I then created a new file called Dates.csv and took a copy of all of the creationDates from the above files and pasted them into the new Dates.csv, then removed duplicates in Excel

  • Highlight the column
  • Click the Data tab
  • Remove Duplicates
  • Save the File as CSV

Preparing PowerBi

I needed a date table, this is a table that would bring all the datasets together and allow me to filter the data based on a range in time, remember that Date.csv we created earlier, I now need to import that into PowerBi and create some additional columns.

We should end up with a date table that looks something like this once finished

Now, let’s import the CSV files that we are going to be using, as I mentioned above, I am making use of

  • BodyMass.csv
  • DietaryWater.csv
  • DistanceWalkingRunning.csv
  • HeartRate.csv
  • StepCount.csv

So let’s bring them into our Model, from the Home Tab select Get Data and choose Text/CSV and select the files that you would like to bring into your Model.

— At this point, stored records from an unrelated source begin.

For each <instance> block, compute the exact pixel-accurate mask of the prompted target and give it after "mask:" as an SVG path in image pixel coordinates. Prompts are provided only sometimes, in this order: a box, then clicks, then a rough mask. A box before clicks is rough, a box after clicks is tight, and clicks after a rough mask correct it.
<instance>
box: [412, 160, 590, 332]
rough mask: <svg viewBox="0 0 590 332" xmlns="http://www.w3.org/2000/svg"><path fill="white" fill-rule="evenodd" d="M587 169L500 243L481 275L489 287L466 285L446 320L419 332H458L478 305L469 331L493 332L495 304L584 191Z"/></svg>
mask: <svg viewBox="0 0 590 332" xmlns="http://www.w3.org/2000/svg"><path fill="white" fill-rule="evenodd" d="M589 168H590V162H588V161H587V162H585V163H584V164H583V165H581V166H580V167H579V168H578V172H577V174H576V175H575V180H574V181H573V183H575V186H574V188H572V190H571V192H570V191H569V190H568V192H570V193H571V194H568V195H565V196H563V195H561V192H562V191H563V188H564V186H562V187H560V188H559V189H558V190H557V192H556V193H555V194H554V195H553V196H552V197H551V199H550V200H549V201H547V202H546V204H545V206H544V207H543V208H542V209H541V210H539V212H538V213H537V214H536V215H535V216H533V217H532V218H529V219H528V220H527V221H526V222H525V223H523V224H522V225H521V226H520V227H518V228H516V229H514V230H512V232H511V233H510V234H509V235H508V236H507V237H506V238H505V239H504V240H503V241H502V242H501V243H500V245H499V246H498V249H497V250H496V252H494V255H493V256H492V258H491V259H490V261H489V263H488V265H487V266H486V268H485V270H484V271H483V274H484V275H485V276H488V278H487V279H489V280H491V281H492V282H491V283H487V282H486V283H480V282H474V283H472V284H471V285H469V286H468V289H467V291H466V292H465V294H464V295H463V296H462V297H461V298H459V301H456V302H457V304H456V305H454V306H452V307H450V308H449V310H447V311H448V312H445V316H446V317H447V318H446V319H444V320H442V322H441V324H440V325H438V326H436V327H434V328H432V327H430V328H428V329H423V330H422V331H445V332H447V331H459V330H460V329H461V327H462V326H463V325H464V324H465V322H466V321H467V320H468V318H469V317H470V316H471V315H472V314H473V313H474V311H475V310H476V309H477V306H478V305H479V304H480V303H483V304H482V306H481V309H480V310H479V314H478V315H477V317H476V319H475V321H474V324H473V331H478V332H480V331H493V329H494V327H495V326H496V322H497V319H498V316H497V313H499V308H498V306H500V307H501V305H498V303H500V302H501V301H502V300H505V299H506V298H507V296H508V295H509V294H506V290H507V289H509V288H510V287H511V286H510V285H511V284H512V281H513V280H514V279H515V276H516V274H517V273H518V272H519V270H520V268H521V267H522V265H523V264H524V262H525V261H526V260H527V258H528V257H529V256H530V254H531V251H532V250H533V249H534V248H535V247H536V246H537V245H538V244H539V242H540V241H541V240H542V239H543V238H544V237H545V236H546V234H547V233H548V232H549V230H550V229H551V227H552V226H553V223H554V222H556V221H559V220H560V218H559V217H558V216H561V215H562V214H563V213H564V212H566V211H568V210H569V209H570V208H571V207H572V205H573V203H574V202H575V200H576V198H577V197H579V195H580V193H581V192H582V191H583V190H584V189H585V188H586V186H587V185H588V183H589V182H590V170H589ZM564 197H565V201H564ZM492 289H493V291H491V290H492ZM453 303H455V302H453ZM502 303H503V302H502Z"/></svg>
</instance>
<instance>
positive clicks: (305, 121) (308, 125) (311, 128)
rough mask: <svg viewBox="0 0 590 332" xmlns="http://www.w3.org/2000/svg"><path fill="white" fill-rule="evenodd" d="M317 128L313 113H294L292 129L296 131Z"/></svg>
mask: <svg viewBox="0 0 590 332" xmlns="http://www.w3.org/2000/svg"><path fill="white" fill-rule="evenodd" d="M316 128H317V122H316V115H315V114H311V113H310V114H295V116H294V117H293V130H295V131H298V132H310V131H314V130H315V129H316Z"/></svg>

Once the files are all imported you should end with something like this in your Model

Create the relationship by dragging the CreationDate column from the dates table and dropping it onto the creationDate column of the other tables one at a time which should give you a model that looks like this

I then started by bringing all my step data into the PowerBi canvas, I created bar charts which show how many steps I did yearly, monthly and daily this shows me which of the years, months and days I walk the most.

I repeated this process for the other visuals on the Canvas with the exception of Average Distance which uses two measures, I first created an average measure to get me the average value of Distance Walked.

Average = AVERAGE(DistanceWalkingRunning[value])

I then needed a measure to get the selected unit that had been used to record the walk

Selected Unit = SELECTEDVALUE(DistanceWalkingRunning[unit])

These were then concatenated together and rounded to give a clean visual

Card Values = ROUND(DistanceWalkingRunning[Average],2) & " " & DistanceWalkingRunning[Selected Unit]

Time To Publish Publishing

I am now able to publish this dashboard to the PowerBi Server Free Plan where I can manipulate it, I can’t share it with others or embed it though as that requires a PowerBi Pro plan.

Final Thoughts

There isn’t a way to automate the export of the Apple Health data so now this would have to be done ad-hoc and then converted into the CSV files required, as long as the format of these files doesn’t change the PowerBi report will still function, but it would be nice if there was a way to automate the process in some way.

This was a good challenge for me, learning about converting data in Python and then loading it into PowerBi, there was a bit more effort required to get the files into a working state than I thought there might be but the solution works none the less.